Brazzo-Nachfolger Freund: Österreich-Experte erklärt, wo Bayerns neuer Sportboss seine Stärken hat
München - Große Überraschung beim FC Bayern: Die Münchner haben einen neuen Sportdirektor gefunden. Christoph Freund wird nach der aktuellen Transferphase zum FC Bayern wechseln. Dies gab der deutsche Rekordmeister am Dienstagnachmittag bekannt. Zuerst hatte die "Bild" am Dienstagmorgen darüber berichtet.
"Wir freuen uns, dass wir in Christoph Freund einen so erfahrenen wie erfolgreichen Sportdirektor für den FC Bayern gewinnen konnten. Wir sind davon überzeugt, dass er der Richtige ist, um gemeinsam mit dem Trainerteam um Thomas Tuchel und dem Technischen Direktor Marco Neppe die Mannschaft künftig weiter zu stärken", wird Vorstandsboss Jan-Christian Dresen in der offiziellen Mitteilung zitiert.
Freund will beim FC Bayern mit "voller Energie und Leidenschaft" angreifen
Der 46-Jährige kommt von Red Bull Salzburg und leitete seit 2015 die sportlichen Geschicke des österreichischen Serienmeisters.

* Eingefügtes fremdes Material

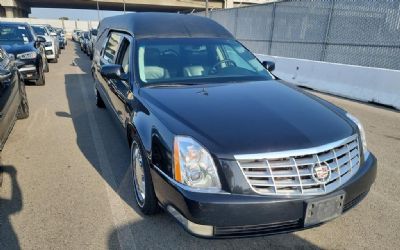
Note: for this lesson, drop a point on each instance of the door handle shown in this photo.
(129, 95)
(5, 75)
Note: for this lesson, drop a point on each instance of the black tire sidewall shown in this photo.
(150, 204)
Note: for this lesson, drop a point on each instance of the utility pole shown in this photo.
(206, 8)
(98, 10)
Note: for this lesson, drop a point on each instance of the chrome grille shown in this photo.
(291, 172)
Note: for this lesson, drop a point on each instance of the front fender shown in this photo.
(155, 137)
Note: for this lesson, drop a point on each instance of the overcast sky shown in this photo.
(49, 13)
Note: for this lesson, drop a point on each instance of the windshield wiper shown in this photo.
(179, 84)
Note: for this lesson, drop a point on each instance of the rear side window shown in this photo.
(111, 48)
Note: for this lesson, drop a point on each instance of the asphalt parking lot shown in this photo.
(67, 185)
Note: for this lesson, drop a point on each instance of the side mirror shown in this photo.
(40, 40)
(19, 63)
(4, 75)
(270, 66)
(113, 71)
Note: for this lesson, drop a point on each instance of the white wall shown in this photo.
(355, 82)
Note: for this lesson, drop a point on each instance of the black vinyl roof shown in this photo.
(165, 25)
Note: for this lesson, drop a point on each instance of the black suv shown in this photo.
(13, 101)
(225, 147)
(19, 40)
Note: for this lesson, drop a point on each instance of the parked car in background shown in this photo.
(62, 34)
(220, 143)
(84, 41)
(75, 35)
(92, 42)
(61, 38)
(56, 37)
(19, 40)
(50, 45)
(13, 101)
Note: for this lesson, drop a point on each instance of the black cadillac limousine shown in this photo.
(219, 142)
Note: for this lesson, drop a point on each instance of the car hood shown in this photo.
(250, 117)
(16, 49)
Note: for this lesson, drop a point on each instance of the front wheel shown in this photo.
(99, 100)
(142, 183)
(42, 80)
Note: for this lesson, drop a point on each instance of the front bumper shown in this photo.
(236, 215)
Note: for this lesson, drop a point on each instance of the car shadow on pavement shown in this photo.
(9, 206)
(156, 232)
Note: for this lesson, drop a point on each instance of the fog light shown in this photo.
(201, 230)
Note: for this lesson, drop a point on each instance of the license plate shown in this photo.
(323, 209)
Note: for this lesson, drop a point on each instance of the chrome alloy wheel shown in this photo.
(138, 174)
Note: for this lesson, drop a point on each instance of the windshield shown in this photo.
(191, 60)
(15, 34)
(40, 31)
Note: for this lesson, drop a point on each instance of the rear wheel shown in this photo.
(23, 109)
(142, 183)
(47, 68)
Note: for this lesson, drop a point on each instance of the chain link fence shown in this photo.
(362, 32)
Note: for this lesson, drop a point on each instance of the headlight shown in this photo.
(194, 166)
(362, 134)
(28, 55)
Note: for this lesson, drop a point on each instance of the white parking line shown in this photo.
(125, 236)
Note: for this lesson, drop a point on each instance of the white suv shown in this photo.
(51, 44)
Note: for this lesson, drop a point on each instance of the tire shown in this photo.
(42, 79)
(47, 68)
(23, 109)
(99, 100)
(145, 199)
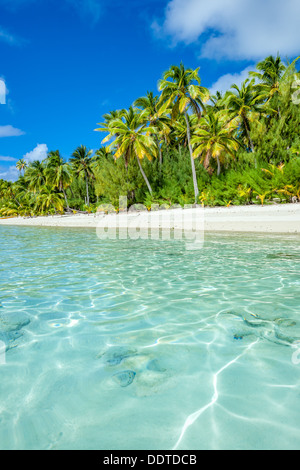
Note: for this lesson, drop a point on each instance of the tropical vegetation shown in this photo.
(179, 146)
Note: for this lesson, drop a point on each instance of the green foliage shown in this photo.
(242, 147)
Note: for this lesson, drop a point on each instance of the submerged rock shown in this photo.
(116, 355)
(155, 365)
(10, 321)
(124, 378)
(11, 325)
(270, 330)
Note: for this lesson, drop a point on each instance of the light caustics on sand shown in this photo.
(196, 415)
(146, 345)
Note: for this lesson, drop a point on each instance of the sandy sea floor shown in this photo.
(283, 218)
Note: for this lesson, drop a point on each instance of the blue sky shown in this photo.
(65, 63)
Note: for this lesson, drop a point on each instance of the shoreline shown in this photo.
(281, 219)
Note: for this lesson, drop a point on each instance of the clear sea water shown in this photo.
(124, 344)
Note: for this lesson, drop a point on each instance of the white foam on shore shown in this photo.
(283, 218)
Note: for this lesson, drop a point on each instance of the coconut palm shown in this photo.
(133, 138)
(35, 176)
(181, 88)
(58, 174)
(245, 103)
(48, 199)
(156, 117)
(82, 163)
(21, 165)
(213, 138)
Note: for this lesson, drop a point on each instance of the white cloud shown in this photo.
(11, 174)
(40, 152)
(10, 131)
(225, 82)
(235, 29)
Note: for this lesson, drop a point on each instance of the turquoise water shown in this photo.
(145, 345)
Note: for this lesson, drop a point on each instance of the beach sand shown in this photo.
(284, 218)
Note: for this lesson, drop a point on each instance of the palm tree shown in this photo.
(245, 103)
(58, 174)
(82, 163)
(48, 199)
(35, 176)
(155, 117)
(213, 139)
(133, 138)
(21, 165)
(181, 88)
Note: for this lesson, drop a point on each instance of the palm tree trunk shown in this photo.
(66, 199)
(87, 190)
(196, 189)
(159, 150)
(144, 175)
(248, 135)
(219, 166)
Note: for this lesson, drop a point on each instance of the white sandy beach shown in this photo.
(283, 218)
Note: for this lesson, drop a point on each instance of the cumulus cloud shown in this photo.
(225, 82)
(40, 152)
(7, 159)
(11, 174)
(234, 29)
(10, 131)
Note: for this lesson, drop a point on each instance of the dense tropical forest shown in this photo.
(179, 146)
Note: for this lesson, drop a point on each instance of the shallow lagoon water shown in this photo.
(124, 344)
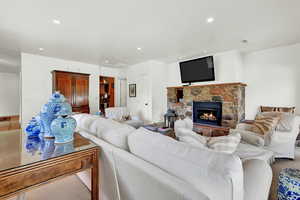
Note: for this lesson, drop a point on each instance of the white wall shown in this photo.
(9, 94)
(140, 75)
(273, 78)
(37, 82)
(118, 74)
(228, 68)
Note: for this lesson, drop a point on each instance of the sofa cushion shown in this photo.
(250, 137)
(285, 122)
(225, 144)
(118, 136)
(264, 125)
(199, 167)
(192, 141)
(277, 109)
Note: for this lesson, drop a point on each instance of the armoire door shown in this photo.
(75, 88)
(81, 90)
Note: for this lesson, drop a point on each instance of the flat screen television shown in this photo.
(198, 70)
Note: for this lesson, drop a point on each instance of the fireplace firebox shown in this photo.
(207, 112)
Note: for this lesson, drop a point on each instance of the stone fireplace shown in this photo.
(207, 113)
(230, 97)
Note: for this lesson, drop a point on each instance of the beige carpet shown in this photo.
(69, 188)
(278, 166)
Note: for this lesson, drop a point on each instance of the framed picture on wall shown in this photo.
(132, 90)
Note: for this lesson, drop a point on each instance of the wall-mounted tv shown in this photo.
(197, 70)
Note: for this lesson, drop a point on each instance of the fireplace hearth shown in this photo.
(209, 113)
(231, 95)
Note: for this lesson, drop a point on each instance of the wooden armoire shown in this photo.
(75, 88)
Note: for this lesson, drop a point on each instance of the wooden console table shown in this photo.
(35, 162)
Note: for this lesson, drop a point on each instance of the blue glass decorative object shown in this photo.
(63, 129)
(32, 144)
(65, 109)
(33, 129)
(47, 148)
(49, 111)
(289, 184)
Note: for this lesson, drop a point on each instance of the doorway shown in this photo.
(106, 93)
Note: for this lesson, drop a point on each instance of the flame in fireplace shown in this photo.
(208, 116)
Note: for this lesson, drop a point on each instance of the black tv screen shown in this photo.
(201, 69)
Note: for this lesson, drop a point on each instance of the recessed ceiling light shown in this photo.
(210, 20)
(56, 21)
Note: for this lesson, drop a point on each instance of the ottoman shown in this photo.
(289, 184)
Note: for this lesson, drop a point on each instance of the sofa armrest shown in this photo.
(257, 179)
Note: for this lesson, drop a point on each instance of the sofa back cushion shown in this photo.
(204, 169)
(225, 144)
(277, 109)
(264, 125)
(118, 136)
(285, 122)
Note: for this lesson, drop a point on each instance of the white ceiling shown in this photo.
(97, 30)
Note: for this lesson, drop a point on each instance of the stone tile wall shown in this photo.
(232, 95)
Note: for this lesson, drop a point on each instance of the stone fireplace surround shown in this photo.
(232, 96)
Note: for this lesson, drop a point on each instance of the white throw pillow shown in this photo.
(250, 137)
(199, 167)
(118, 136)
(225, 144)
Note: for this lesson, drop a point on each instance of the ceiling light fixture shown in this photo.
(210, 20)
(56, 21)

Sein Vertrag beim Schwesterklub von RB Leipzig lief eigentlich noch bis 2026 – jetzt der Wechsel in die bayerische Landeshauptstadt.
"Nach den Gesprächen mit den Verantwortlichen des FC Bayern war für mich klar, dass ich diese neue Herausforderung annehmen möchte. Ich freue mich riesig darauf, ab dem 1. September mit voller Energie und Leidenschaft alles dafür zu geben, dass dieser Verein auch in Zukunft sportlich so erfolgreich bleibt, weiter in der internationalen Spitze mitspielt und seine Fans mit attraktivem Fußball begeistert", sagt Freund, der sich auf seine neue Aufgabe beim deutschen Rekordmeister freut.

Peter Pacult gratuliert Bayerns neuem Sportchef Freund in der AZ
"Wenn so ein Klub anklopft, dann fällt es schwer, nein zu sagen" – so gratuliert Peter Pacult, ehemaliger Weggefährte und Landsmann von Freund, dem 46-Jährigen in der AZ zu seinem neuen Job.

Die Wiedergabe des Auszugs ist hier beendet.